Govt measures to support businesses could cost banks 400 bln rubles - VTB head
MOSCOW. April 20 (Interfax) - The Russian government's set of measures to support companies hit by the coronavirus pandemic could cost the country's banking sector about 400 billion rubles, but this is a burden that banks can carry, the head of state lender VTB , Andrei Kostin said in an interview with RBC.
"When there's a crisis situation, banks are the first to feel it, like birds before an earthquake. We felt this in 2008, 2014 long before other sectors. But right now the reason for the crisis is not in the economy and so we are not yet experiencing a big negative impact. The country has been in a relative quarantine for less than three weeks. Neither mass layoffs nor lengthy delays of wages have begun. Even speaking with the owners of businesses that have suffered most of all, I hear from them 'we'll last another month somehow,'" Kostin said.
"But we can already report an estimate of the crisis to the current moment. The set of measures passed by the government - these are zero-interest loans and deferrals on loan payments - could cost the banking sector about 400 billion rubles. This is a doable burden for banks, considering that the banking sector's net profit last year was 1.7 trillion rubles.
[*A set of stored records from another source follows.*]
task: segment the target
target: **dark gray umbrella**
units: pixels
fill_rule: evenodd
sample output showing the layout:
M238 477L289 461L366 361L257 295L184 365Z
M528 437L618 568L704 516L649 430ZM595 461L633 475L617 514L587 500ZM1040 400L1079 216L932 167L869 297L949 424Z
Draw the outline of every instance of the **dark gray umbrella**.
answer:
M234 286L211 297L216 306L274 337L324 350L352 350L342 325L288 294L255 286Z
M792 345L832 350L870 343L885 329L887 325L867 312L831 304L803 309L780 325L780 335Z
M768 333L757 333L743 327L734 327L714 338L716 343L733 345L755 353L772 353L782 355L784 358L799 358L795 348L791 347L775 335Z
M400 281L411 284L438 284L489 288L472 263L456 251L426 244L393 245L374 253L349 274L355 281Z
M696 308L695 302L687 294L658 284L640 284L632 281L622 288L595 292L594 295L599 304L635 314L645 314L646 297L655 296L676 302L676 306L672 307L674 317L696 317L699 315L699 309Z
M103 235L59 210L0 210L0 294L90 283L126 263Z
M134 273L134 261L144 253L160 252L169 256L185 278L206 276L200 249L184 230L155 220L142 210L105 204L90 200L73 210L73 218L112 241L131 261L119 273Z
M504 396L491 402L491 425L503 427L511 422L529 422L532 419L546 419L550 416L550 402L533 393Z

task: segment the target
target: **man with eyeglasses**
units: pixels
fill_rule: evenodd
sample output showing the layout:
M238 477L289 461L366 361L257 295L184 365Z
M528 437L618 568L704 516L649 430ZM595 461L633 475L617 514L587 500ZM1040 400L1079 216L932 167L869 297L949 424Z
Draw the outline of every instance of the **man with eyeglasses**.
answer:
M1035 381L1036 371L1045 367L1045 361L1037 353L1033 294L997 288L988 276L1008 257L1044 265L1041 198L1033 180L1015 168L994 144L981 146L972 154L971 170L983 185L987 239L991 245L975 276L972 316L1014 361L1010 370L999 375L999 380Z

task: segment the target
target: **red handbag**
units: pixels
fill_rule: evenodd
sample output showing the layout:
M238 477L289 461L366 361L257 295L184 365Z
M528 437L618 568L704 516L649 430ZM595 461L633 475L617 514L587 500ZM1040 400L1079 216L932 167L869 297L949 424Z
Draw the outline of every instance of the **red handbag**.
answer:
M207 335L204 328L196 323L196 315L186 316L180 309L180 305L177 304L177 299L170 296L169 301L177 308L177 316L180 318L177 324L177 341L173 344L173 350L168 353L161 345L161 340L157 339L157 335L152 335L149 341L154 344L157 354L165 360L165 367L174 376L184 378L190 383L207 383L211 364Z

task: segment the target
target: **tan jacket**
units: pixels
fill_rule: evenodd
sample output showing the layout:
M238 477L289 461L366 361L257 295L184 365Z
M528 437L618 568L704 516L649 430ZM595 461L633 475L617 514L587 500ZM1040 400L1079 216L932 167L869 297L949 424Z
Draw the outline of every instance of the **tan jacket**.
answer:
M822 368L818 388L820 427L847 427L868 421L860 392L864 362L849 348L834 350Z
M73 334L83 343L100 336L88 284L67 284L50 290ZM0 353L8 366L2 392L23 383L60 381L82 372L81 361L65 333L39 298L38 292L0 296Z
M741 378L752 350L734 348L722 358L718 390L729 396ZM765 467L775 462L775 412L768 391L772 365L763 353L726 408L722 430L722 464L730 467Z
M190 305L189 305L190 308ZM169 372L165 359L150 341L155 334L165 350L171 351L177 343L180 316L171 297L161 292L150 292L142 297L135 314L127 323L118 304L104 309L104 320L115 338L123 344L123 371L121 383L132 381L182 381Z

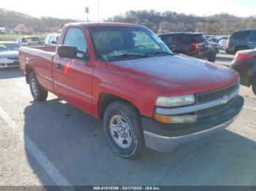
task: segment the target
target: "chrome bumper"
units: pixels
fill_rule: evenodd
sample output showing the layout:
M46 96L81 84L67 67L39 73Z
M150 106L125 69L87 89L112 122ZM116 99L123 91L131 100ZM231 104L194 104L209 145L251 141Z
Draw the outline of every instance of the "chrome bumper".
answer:
M161 152L170 152L179 145L203 139L222 129L227 128L237 116L238 114L233 119L211 128L181 136L168 137L143 130L145 144L149 149Z

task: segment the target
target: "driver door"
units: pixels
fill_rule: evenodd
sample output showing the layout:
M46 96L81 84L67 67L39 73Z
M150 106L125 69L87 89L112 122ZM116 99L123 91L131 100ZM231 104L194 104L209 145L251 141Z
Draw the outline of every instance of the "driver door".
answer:
M62 44L75 47L88 54L84 33L80 28L67 28ZM62 58L56 54L53 61L53 86L59 97L90 112L92 111L93 68L89 59L82 58L80 53L77 53L75 58Z

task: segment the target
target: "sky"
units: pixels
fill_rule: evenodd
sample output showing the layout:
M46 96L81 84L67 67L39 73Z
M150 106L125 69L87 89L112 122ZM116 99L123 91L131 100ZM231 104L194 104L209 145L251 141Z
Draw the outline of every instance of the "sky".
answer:
M155 9L173 11L199 16L227 12L237 16L256 15L256 0L0 0L0 8L14 10L32 16L50 16L59 18L99 20L127 10Z

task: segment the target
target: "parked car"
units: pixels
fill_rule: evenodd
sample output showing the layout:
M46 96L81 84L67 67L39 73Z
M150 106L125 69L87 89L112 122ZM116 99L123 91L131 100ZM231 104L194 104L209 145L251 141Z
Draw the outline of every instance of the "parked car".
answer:
M230 67L239 73L241 84L247 87L252 85L256 95L256 50L237 52Z
M214 62L216 53L208 48L208 42L202 34L168 33L159 35L162 40L175 53L182 53Z
M214 55L216 55L217 53L218 53L219 52L219 50L220 50L220 46L219 45L219 44L214 43L212 42L208 42L208 44L209 50L211 51L212 51L213 52L215 52L215 54L214 54Z
M17 39L16 42L20 44L20 46L39 46L43 43L37 36L23 36Z
M20 47L15 42L0 42L0 69L20 66L18 58Z
M226 49L227 46L227 39L222 39L219 40L219 45L221 49L223 49L223 50Z
M236 54L237 51L254 49L256 47L256 28L235 31L227 40L226 52Z
M236 71L174 55L142 26L67 24L57 48L20 47L19 58L34 100L50 91L102 120L124 157L144 145L167 152L206 137L227 128L244 104Z
M208 42L214 42L214 43L217 43L217 44L219 44L219 39L218 38L212 37L212 38L209 38L208 39Z
M45 40L45 46L56 46L58 42L59 34L48 34Z

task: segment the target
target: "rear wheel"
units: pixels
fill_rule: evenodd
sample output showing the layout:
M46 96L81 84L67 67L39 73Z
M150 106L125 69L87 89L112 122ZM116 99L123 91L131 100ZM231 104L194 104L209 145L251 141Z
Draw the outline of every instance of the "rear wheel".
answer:
M36 74L34 71L30 72L29 77L29 87L31 95L35 101L45 101L48 96L48 92L38 82Z
M135 106L121 101L112 103L105 109L103 124L116 154L127 158L139 156L144 141L140 114Z
M252 80L252 89L254 94L256 95L256 77Z

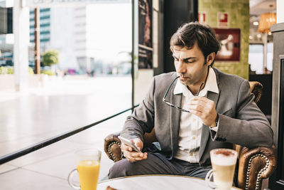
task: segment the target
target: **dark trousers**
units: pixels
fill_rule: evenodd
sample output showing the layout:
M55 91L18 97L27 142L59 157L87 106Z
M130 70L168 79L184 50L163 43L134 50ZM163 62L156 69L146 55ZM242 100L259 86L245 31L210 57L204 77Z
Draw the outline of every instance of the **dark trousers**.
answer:
M148 152L146 159L130 162L123 159L110 169L109 179L126 176L146 174L169 174L204 179L211 166L204 168L198 163L191 164L182 160L168 160L160 153Z

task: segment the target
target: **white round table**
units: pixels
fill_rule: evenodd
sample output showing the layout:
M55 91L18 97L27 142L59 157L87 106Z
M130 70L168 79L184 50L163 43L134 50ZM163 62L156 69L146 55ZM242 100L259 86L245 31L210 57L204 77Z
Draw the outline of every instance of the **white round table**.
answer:
M105 190L108 186L119 190L211 189L204 179L170 175L134 176L109 179L99 182L97 189ZM231 189L240 189L232 187Z

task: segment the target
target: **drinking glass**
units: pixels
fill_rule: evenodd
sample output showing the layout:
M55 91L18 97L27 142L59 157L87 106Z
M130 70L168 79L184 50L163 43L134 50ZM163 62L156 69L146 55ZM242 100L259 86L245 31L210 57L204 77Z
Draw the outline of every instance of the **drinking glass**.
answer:
M229 190L233 184L238 153L234 149L215 149L210 151L211 169L205 177L207 185L214 189ZM214 182L210 181L214 177Z
M77 169L68 176L68 183L75 189L96 190L99 179L101 151L86 149L75 152ZM79 174L80 186L73 181L74 174Z

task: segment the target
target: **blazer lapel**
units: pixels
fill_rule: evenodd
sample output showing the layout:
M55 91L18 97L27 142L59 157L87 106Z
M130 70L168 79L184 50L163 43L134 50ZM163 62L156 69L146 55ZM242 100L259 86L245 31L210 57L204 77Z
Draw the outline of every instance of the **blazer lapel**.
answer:
M169 92L169 94L170 94L170 102L180 107L182 104L182 94L174 95L173 89L175 88L175 85L173 85L173 88L170 92ZM173 156L178 147L178 134L180 132L180 111L174 107L170 107L169 118L170 118L170 121L171 122L170 139L172 140L172 156Z

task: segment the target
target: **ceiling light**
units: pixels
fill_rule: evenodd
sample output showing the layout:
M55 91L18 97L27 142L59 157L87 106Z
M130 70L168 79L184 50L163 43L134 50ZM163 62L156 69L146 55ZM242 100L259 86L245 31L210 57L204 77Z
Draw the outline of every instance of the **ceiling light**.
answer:
M258 32L268 33L271 26L276 23L276 14L266 13L261 15Z

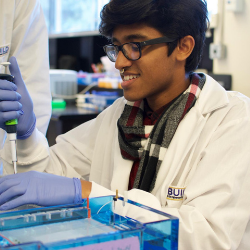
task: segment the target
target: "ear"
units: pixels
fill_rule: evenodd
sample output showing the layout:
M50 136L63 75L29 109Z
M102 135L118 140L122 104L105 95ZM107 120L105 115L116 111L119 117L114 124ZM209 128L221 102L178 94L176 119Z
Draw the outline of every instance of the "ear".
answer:
M179 61L186 60L194 49L195 41L192 36L185 36L180 39L177 45L176 59Z

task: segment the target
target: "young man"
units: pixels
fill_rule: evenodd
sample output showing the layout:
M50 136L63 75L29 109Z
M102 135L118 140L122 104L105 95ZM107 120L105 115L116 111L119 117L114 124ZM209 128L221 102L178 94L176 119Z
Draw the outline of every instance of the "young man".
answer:
M179 217L179 249L249 249L250 102L192 73L204 44L206 4L111 0L101 17L124 98L51 148L36 129L18 141L18 171L46 173L1 178L1 209L130 190L129 199ZM19 74L14 60L11 71ZM10 174L8 147L1 156Z

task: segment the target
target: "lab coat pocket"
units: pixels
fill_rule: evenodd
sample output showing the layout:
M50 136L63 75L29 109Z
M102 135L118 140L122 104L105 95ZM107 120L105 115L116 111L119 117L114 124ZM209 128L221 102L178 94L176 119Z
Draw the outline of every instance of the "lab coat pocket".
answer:
M185 189L185 187L169 186L166 197L166 206L180 208L183 203Z

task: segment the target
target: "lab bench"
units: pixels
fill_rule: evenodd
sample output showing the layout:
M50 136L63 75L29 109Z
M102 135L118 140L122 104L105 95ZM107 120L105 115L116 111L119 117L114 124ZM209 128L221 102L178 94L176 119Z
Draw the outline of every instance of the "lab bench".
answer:
M67 105L65 109L53 109L46 137L50 146L55 144L56 137L80 124L94 119L98 111Z

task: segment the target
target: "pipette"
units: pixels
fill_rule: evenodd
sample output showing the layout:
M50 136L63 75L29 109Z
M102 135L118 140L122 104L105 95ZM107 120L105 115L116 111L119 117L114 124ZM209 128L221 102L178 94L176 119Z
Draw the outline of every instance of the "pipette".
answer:
M14 83L14 76L7 74L7 68L10 65L10 62L3 62L1 63L2 66L5 67L5 73L0 74L0 79L1 80L7 80L9 82ZM9 140L10 140L10 146L11 146L11 157L12 157L12 162L13 162L13 167L14 167L14 174L17 173L17 151L16 151L16 131L17 131L17 119L9 120L5 122L6 125L6 132L9 135Z

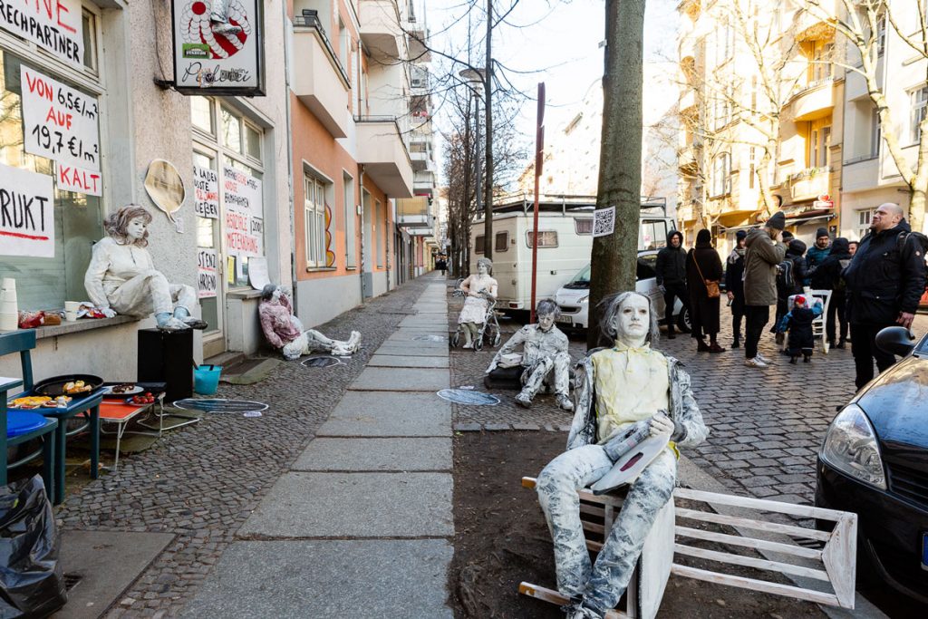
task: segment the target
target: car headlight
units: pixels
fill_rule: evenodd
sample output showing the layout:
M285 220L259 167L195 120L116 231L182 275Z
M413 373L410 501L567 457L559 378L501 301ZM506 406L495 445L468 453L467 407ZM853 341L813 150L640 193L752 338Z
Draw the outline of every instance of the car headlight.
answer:
M855 479L886 489L876 433L864 411L856 404L844 406L831 421L818 456Z

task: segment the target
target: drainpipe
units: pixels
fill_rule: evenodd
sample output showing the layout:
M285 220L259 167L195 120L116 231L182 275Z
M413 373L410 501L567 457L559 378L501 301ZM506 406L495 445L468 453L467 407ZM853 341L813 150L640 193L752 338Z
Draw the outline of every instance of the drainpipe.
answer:
M283 13L283 22L285 24L290 23L290 17L287 15L287 3L280 3L280 10ZM292 30L292 26L290 26ZM290 34L292 36L292 33ZM286 47L286 45L285 45ZM291 301L293 302L293 315L299 316L297 313L297 306L299 304L299 295L297 294L297 278L296 278L296 221L294 219L293 211L293 131L292 131L292 110L290 109L290 55L287 53L286 48L284 49L284 79L286 80L286 87L284 92L286 94L286 104L287 104L287 185L290 191L290 277L293 282L293 294Z

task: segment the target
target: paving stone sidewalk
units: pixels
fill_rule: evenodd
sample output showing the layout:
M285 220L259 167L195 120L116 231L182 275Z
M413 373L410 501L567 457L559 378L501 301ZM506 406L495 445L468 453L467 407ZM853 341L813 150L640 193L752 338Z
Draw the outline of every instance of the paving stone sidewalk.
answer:
M346 365L315 368L288 362L261 383L220 387L218 397L268 403L263 417L206 416L197 425L167 432L148 451L121 458L118 471L68 496L56 512L64 529L175 535L108 618L179 614L275 483L294 467L373 352L402 320L419 313L418 300L438 280L432 274L417 278L321 325L322 332L335 338L361 331L364 347ZM249 551L242 548L237 556L247 559ZM340 555L338 548L327 552ZM381 549L378 561L389 562L389 556ZM302 564L294 578L308 582L327 564L325 555L314 561L319 564ZM290 594L296 595L297 588ZM441 597L444 601L444 590Z

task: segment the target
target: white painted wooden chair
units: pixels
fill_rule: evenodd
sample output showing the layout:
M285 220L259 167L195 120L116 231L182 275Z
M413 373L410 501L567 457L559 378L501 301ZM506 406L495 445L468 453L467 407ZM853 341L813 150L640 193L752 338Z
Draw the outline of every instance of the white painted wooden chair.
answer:
M535 478L523 477L522 485L526 488L535 488ZM609 535L616 510L622 508L623 497L613 494L597 496L586 490L580 491L579 494L580 517L586 534L586 547L599 551ZM628 585L625 609L611 611L606 614L607 619L653 619L657 615L664 589L671 574L828 606L854 608L857 514L686 488L675 490L674 497L690 502L730 506L740 510L750 509L814 518L833 522L835 525L831 532L818 531L764 520L761 514L754 518L726 515L710 510L711 508L708 506L703 511L675 507L675 501L668 501L658 512L654 526L645 539L644 549ZM681 523L681 521L730 526L737 529L741 535L692 528ZM754 534L756 536L751 536L749 532L757 532ZM734 549L719 551L700 548L683 543L687 539L715 542L735 548L749 548L761 553L764 558L739 554ZM797 543L797 539L824 546L820 549L807 548ZM784 585L727 574L721 571L723 568L715 572L681 565L674 562L675 555L797 576L802 578L803 582L808 580L810 584L807 587ZM816 587L811 581L818 581L822 585ZM556 590L531 583L520 584L519 592L557 604L566 604L569 601Z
But we understand that the main risk is credit risk. The Russian banking sector has given out 3 trillion rubles for sectors that have already been deemed harmed, and another 1.5 trillion rubles for leasing companies in the area of heightened risk, such as aircraft, the railcar fleet and so on. Therefore, when these companies are unable to pay loans on time, the blow will be serious. We understand all this," Kostin said.
According to the most pessimistic estimate, Russia's banking sector could lose 2.5 trillion rubles, Kostin said.
"This is a major blow. But I still hope for a more favourable outcome and that we will manage to handle it. This will depend on how quickly production recovers, including in sectors that are currently under particular pressure," Kostin said.